For those who prefer bedtime baths over showers, Ladybird also makes a lavender soak as well, she said.
“Unlike the big guys, we use ingredients already well-known and easily understood; stuff like olive oil, rice bran oil, cocoa butter, and fermented sugar from corn or beets.”
A lot of competing companies attempt to “greenwash” their ingredients lists, Cobb said. They do this through different strategies like noting the origin of the chemical alongside the chemical to imply that it’s completely safe.
“Remember, some poisons come from plants,” Cobb said.
The recipes were developed by Gia Cobb, Georgia’s mother. Gia Cobb had a background in chemistry and nursing in addition to being an enthusiastic cook–all skills that came in handy in developing recipes that utilize common ingredients instead of chemicals.
“It was a lot of research,” Gia Cobb said. “More than a few dead ends; then the testing.
“In the end, we’re pretty much making soap as they did back in 1889 but with a few updates,” she added.
Cobb’s interest in environmental conservation started during her high school years when she volunteered at the Fort Davis National Historic Site in Texas. She later pursued an internship at Denali National Park in Alaska.
“Our soap is vegan-friendly. All of our ingredients are cost-effectively sourced from the USA,” Cobb said. “The lavender, for example, which is actually lavandin, comes from Oregon. We chose lavandin because of the sleep-enhancing properties combined with known effectiveness against muscle pain. When it comes to sleep support, it’s the best there is because of those properties.”
Gradually people are becoming more aware of the “forever chemicals” that are in many consumer products. They’re known as PFAS.
Phthalates are in many personal care products. That class of chemical is well known to cause fertility problems. One way that this is shown to have a broad-based effect on health is how the average sperm count has been declining in men.

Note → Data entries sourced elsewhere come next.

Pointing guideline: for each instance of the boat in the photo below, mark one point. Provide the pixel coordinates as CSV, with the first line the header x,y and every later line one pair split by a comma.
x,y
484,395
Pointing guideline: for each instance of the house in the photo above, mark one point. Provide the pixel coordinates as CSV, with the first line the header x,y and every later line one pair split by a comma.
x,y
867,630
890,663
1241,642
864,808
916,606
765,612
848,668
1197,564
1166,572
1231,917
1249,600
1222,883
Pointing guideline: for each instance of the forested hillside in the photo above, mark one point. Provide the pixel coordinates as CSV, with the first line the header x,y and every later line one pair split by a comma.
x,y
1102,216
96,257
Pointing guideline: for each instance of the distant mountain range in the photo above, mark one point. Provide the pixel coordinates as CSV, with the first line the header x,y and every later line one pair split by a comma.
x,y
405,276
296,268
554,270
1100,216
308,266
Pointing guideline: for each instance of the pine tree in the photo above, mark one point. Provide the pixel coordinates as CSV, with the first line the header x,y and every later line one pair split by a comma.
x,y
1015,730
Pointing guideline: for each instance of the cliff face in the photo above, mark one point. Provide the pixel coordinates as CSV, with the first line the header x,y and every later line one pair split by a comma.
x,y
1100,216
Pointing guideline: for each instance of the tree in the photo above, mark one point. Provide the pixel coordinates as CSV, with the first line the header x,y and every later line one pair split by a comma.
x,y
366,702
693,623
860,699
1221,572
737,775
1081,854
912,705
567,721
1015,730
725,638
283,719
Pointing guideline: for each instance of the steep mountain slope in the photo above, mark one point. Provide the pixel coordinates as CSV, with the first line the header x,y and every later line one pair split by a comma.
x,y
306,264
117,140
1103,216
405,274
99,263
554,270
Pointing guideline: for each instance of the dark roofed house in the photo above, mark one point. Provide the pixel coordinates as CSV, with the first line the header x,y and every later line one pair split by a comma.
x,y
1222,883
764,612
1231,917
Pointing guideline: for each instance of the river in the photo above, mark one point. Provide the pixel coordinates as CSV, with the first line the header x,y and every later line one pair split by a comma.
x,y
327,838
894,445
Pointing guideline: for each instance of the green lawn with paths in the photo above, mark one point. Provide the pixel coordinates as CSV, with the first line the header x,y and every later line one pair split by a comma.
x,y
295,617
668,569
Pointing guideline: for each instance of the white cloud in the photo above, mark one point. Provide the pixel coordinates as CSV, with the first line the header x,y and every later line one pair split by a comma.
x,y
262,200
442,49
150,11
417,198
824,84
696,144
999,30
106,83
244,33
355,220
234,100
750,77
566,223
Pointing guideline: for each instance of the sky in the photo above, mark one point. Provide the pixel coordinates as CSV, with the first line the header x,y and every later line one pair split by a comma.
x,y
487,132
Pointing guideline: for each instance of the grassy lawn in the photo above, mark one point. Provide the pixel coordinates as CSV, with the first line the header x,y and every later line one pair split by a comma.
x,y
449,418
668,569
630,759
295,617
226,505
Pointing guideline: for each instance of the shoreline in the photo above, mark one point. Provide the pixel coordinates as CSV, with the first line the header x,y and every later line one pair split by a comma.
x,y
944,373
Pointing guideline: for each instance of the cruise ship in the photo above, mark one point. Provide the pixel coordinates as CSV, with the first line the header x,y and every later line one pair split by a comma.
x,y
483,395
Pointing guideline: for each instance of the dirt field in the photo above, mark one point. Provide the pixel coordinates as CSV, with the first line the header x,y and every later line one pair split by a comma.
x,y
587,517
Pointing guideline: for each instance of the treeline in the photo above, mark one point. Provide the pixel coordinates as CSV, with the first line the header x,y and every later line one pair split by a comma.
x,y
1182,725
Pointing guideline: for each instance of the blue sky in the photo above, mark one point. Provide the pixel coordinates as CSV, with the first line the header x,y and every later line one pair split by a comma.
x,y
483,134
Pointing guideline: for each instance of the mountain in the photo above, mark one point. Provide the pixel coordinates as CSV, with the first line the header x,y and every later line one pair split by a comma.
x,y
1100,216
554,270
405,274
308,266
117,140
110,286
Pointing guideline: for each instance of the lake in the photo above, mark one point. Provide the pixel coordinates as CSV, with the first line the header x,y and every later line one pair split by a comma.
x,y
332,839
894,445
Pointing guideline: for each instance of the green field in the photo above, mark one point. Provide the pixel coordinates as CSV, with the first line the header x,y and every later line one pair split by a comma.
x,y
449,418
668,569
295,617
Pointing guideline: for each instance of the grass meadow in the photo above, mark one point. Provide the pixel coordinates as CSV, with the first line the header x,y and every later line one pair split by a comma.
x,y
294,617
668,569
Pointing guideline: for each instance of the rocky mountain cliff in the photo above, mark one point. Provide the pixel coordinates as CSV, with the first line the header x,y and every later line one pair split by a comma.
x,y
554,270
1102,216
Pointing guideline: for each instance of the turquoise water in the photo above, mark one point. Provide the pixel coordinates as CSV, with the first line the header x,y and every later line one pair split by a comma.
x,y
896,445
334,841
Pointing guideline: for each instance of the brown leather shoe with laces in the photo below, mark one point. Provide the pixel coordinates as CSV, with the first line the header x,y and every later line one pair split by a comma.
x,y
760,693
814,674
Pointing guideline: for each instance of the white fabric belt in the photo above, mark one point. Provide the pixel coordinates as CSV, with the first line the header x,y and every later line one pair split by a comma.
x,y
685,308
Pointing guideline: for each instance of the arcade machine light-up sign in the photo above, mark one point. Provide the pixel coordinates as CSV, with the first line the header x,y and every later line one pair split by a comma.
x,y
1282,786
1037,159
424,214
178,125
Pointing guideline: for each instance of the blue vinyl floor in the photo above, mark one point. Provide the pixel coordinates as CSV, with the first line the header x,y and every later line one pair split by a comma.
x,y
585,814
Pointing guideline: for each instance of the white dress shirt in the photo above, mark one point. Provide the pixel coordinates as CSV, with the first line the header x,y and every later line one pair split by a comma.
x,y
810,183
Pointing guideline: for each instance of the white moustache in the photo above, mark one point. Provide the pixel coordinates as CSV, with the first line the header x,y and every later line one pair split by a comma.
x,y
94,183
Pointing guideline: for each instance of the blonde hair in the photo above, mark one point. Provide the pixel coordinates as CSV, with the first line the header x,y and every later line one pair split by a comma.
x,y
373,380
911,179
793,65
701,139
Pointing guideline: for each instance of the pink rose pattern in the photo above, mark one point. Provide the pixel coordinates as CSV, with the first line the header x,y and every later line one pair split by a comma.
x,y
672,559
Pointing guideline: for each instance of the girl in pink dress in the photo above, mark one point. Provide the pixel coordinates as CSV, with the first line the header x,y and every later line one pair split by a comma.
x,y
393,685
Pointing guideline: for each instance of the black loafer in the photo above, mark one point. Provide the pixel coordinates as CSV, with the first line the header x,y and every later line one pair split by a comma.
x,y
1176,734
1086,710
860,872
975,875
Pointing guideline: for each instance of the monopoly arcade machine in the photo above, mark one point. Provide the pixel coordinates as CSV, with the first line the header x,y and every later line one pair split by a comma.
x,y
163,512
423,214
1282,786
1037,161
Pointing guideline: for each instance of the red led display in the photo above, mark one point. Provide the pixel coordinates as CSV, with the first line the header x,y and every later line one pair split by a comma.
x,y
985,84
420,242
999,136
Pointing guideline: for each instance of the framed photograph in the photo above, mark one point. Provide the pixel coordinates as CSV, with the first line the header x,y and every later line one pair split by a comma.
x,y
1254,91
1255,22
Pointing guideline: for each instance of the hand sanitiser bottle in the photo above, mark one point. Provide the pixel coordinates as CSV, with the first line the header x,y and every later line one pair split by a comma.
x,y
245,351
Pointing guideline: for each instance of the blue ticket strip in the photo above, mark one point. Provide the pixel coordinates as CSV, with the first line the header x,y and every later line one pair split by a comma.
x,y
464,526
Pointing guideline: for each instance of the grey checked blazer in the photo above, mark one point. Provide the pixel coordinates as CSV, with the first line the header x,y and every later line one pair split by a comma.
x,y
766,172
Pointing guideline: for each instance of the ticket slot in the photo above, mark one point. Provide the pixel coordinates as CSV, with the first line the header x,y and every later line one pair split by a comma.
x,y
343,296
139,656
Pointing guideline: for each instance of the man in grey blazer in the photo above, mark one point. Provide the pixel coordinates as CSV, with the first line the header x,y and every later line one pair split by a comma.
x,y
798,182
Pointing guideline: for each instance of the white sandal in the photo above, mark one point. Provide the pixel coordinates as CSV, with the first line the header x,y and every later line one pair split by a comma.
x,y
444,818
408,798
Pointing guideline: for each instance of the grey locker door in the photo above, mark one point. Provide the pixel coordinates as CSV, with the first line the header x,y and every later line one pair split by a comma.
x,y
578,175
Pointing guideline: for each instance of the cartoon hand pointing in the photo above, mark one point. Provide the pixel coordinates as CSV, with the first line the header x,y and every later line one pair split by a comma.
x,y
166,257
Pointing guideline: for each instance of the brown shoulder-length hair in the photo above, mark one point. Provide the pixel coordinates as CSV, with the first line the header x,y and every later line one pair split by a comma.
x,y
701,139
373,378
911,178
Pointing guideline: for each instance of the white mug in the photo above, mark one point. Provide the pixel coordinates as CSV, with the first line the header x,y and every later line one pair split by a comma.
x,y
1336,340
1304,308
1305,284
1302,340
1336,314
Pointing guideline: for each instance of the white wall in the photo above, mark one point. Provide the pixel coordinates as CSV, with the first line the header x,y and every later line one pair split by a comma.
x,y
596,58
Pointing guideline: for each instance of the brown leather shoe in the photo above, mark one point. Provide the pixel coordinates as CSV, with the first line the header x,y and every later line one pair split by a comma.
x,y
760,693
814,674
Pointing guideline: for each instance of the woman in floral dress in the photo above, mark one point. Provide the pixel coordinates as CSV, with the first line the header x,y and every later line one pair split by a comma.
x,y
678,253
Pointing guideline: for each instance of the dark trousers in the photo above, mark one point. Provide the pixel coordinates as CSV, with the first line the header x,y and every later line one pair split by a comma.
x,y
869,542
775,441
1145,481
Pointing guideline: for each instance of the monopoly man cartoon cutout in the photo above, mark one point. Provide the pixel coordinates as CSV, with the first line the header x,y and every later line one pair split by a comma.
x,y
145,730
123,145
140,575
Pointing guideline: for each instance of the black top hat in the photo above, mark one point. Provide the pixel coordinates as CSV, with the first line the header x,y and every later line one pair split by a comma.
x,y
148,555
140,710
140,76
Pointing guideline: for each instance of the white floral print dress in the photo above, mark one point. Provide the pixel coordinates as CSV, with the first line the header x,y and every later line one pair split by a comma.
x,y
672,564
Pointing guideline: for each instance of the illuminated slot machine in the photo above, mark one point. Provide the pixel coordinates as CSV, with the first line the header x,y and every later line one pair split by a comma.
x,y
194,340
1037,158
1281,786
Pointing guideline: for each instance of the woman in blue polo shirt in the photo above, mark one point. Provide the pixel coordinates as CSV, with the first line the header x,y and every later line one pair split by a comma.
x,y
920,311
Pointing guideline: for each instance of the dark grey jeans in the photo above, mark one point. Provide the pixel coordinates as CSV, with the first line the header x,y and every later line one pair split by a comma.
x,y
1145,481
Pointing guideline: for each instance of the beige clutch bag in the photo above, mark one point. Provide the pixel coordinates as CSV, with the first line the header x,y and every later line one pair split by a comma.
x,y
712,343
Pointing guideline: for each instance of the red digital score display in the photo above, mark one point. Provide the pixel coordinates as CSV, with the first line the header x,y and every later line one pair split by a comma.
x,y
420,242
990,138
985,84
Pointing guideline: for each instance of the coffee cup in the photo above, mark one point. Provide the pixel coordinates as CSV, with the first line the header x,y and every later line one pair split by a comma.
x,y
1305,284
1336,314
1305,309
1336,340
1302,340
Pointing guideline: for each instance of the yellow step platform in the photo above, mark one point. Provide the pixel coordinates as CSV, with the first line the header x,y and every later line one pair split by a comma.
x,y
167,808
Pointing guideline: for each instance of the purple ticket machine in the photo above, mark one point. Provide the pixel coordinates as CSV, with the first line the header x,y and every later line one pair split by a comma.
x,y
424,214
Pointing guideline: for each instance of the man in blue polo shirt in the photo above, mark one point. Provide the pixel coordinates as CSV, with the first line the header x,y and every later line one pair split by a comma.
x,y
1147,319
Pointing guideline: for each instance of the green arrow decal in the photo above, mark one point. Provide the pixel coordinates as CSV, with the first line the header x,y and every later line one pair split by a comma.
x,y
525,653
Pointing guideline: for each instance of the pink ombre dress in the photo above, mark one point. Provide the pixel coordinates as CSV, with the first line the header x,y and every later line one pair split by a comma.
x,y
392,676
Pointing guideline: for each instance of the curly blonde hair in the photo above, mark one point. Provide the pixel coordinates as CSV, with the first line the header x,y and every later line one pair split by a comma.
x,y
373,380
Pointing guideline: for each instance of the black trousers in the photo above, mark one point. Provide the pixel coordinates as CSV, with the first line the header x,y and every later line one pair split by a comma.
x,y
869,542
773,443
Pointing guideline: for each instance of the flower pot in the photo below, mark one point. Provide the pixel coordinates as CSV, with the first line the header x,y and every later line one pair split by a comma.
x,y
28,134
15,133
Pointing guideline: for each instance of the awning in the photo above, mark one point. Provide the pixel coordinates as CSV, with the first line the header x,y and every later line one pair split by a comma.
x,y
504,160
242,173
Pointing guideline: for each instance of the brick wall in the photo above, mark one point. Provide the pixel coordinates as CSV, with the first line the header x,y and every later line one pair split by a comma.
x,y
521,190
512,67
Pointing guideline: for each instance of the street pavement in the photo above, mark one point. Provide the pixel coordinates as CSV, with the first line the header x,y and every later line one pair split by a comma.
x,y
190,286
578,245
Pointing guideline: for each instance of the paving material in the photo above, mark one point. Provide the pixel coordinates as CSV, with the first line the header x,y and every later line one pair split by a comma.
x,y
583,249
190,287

Two decades ago the average was 60 million sperm per milliliter. Today, it’s 40 million. In addition, the decline in sperm counts appears to be accelerating, though there is some debate as to how much is due to changes in the way labs count sperm.
“You can’t avoid some exposure to them, but you can cut your exposure,” Cobb said.
“We’re offering people a way to do that because we want the same thing for ourselves and our family.”